How to Debug Non-Deterministic Test Failures with RSpec
I recently wrote a spec for metric_fu  which
accidentally introduced a non-deterministic spec 
(a flaky spec!). I had no idea why it was randomly failing. This is an
article to explain the process I followed to debug this issue.
The test that I wrote was testing the integration between metric_fu and
reek . When I started I wasn’t familiar with
neither of those projects’ codebases, so bear with me.
This is the code that randomly worked/failed:
context "with real output, not mocked nor doubled" do
  let(:result) do
    {
      file_path: "spec/support/samples/alfa.rb",
      code_smells: [
        {
          lines: [1],
          message: "has unused parameter 'echo'",
          method: "bravo",
          type: "UnusedParameters"
        }
      ]
    }
  end
  before do
    @generator = MetricFu::ReekGenerator.new(dirs_to_reek: ["spec/support/samples"])
    @generator.emit
  end
  it "returns real data" do
    @matches = @generator.analyze
    expect(@matches.first).to eq(result)
  end
end
Why did I write that spec? I’m glad you asked.

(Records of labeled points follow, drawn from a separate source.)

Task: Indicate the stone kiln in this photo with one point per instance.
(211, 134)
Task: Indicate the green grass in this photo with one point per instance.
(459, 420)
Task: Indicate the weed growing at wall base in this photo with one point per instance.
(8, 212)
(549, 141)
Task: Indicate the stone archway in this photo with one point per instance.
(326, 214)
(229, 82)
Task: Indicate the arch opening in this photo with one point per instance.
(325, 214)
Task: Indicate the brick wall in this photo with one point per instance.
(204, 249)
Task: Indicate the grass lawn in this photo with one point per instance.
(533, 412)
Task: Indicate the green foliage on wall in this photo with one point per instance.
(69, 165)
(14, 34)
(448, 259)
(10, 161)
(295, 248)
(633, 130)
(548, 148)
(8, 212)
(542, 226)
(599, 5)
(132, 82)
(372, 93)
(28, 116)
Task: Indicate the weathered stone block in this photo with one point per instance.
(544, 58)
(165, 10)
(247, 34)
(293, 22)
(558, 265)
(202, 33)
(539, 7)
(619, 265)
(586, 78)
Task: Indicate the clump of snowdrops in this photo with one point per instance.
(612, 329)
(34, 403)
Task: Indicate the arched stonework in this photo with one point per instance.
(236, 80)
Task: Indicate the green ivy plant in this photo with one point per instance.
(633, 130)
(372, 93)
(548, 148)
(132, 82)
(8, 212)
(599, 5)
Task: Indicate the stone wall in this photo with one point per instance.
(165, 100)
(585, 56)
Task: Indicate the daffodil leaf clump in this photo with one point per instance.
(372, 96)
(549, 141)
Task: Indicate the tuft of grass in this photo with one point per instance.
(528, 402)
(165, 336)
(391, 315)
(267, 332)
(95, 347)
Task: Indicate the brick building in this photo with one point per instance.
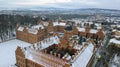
(54, 51)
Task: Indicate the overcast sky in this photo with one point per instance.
(109, 4)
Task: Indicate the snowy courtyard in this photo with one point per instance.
(7, 52)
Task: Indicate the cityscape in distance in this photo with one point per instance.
(59, 33)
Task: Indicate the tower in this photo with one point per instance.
(59, 19)
(50, 27)
(87, 28)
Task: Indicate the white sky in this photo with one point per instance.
(110, 4)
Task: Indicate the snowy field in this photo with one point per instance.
(7, 52)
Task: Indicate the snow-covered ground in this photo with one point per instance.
(7, 52)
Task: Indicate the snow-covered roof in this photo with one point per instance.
(32, 31)
(93, 31)
(114, 41)
(38, 27)
(83, 30)
(59, 24)
(99, 27)
(50, 41)
(20, 28)
(84, 56)
(77, 47)
(7, 51)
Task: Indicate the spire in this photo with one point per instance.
(87, 29)
(59, 19)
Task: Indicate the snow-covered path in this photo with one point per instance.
(7, 52)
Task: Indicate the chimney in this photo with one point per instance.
(51, 52)
(59, 55)
(73, 57)
(45, 51)
(55, 54)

After bumping the dependency for
reek I noticed that generator_spec.rb was working just fine, which was a
little suspicious. This lead me to believe that there was no real “integration
spec” for a very simple scenario.
If you don’t have a CI failure to refer to, a quick and basic way to test a flaky spec is by using this bash line:
while bundle exec rspec spec; do :; done
That line will run bundle exec rspec spec until RSpec fails and returns a non-zero
exit code.
Failures:
355
356  1) MetricFu::ReekGenerator analyze method with real output, not mocked nor doubled returns real data
357     Failure/Error: expect(@matches.first).to eq(result)
358
359       expected: {:code_smells=>[{:lines=>[2, 3, 4], :message=>"takes parameters ['echo', 'foxtrot', 'golf'] to 3 meth...f'", :method=>"Alfa#delta", :type=>"UnusedParameters"}], :file_path=>"spec/support/samples/alfa.rb"}
360            got: nil
361
362       (compared using ==)
363     # ./spec/metric_fu/metrics/reek/generator_spec.rb:174:in `block (4 levels) in <top (required)>'
364     # ./spec/support/timeout.rb:6:in `block in <top (required)>'
Sometimes the result returned by reek is an empty result set!

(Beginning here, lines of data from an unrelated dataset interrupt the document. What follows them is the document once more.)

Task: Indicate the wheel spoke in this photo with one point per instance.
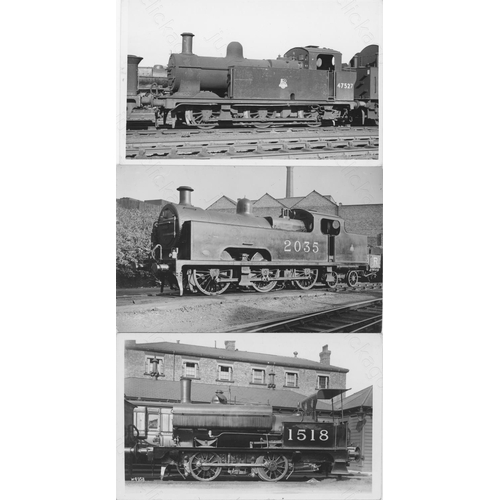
(207, 280)
(305, 284)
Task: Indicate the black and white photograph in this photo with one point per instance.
(251, 80)
(282, 416)
(249, 249)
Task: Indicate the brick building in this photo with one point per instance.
(153, 372)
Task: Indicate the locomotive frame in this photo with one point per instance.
(307, 86)
(192, 251)
(200, 440)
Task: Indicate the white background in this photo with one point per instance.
(440, 243)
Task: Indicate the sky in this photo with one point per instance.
(347, 185)
(361, 354)
(265, 28)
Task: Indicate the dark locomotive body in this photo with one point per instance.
(201, 440)
(208, 251)
(308, 85)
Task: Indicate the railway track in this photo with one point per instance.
(332, 142)
(364, 316)
(340, 288)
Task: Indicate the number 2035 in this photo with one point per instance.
(298, 246)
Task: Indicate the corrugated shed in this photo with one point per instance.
(267, 201)
(234, 355)
(314, 199)
(361, 398)
(222, 202)
(149, 389)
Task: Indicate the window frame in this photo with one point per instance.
(263, 371)
(296, 374)
(219, 371)
(148, 364)
(196, 368)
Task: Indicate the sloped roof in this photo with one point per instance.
(233, 355)
(314, 199)
(361, 398)
(146, 389)
(290, 202)
(267, 201)
(223, 202)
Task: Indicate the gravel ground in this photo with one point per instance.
(194, 314)
(324, 489)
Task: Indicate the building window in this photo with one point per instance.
(190, 369)
(323, 381)
(258, 376)
(154, 366)
(291, 379)
(153, 422)
(225, 373)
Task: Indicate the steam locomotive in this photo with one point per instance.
(200, 440)
(205, 251)
(307, 86)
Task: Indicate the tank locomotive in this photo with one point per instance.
(307, 86)
(207, 251)
(202, 440)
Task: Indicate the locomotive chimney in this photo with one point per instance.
(244, 207)
(185, 390)
(187, 43)
(185, 195)
(289, 182)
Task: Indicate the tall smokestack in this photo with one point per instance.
(187, 43)
(185, 195)
(133, 74)
(185, 390)
(289, 182)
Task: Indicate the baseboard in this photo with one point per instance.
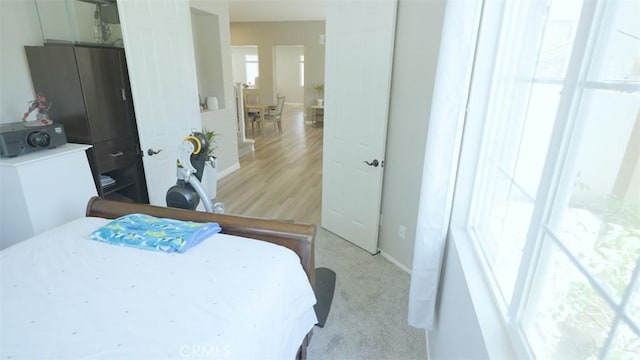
(395, 262)
(229, 170)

Non-deterministic results have always been hard to debug for me. Fortunately
metric_fu is using RSpec and it had the right setup for me to start digging
into it.
This is what its RSpec’s configuration looks like:
RSpec.configure do |config|
  config.filter_run focus: true
  config.run_all_when_everything_filtered = true
  # Skip specs tagged `:slow` unless SLOW_SPECS is set
  config.filter_run_excluding :slow unless ENV["SLOW_SPECS"]
  # End specs on first failure if FAIL_FAST is set
  config.fail_fast = ENV.include?("FAIL_FAST")
  config.order = :rand
  # ...
The important part there is the line where it randomizes the execution of test scenarios. If you don’t do this in your specs, you are at risk. The risk is that your scenarios will only run in a very specifically defined order.

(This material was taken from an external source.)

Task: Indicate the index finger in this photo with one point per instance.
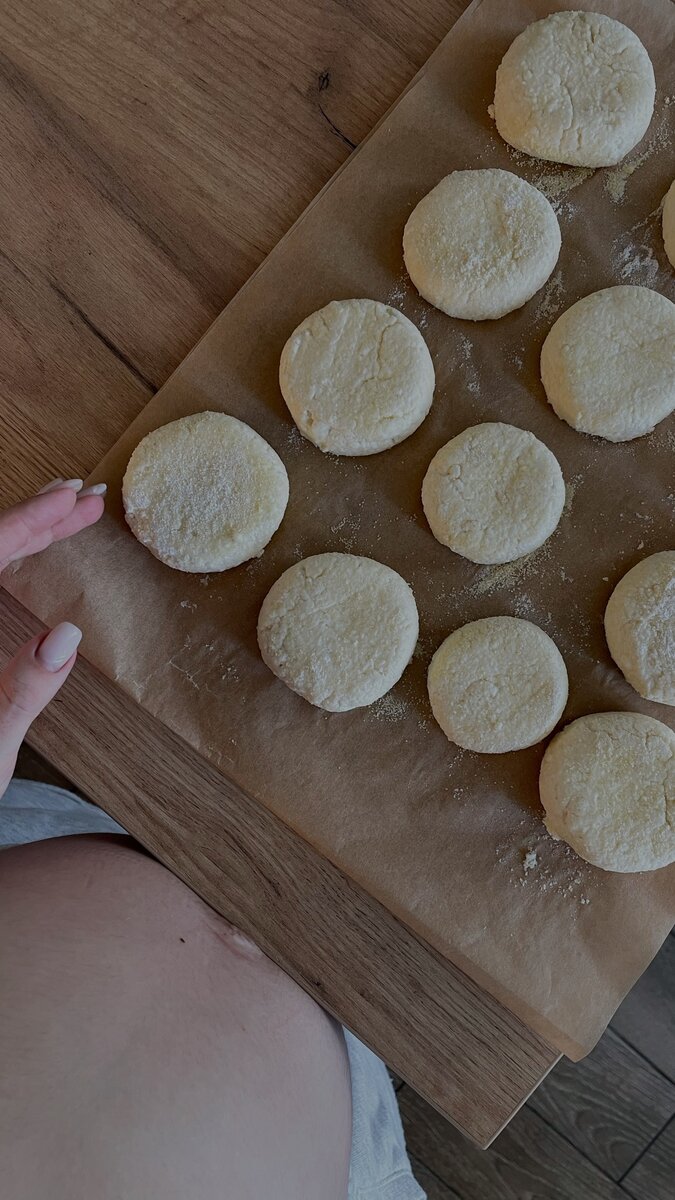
(27, 527)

The problem with this is that some scenarios might be leaking state into another scenario without you knowing it. This is a ticking time bomb. In the near future you might write a scenario which alters the execution order and starts causing random looking problems.
I strongly recommend you always run your RSpec tests in random order.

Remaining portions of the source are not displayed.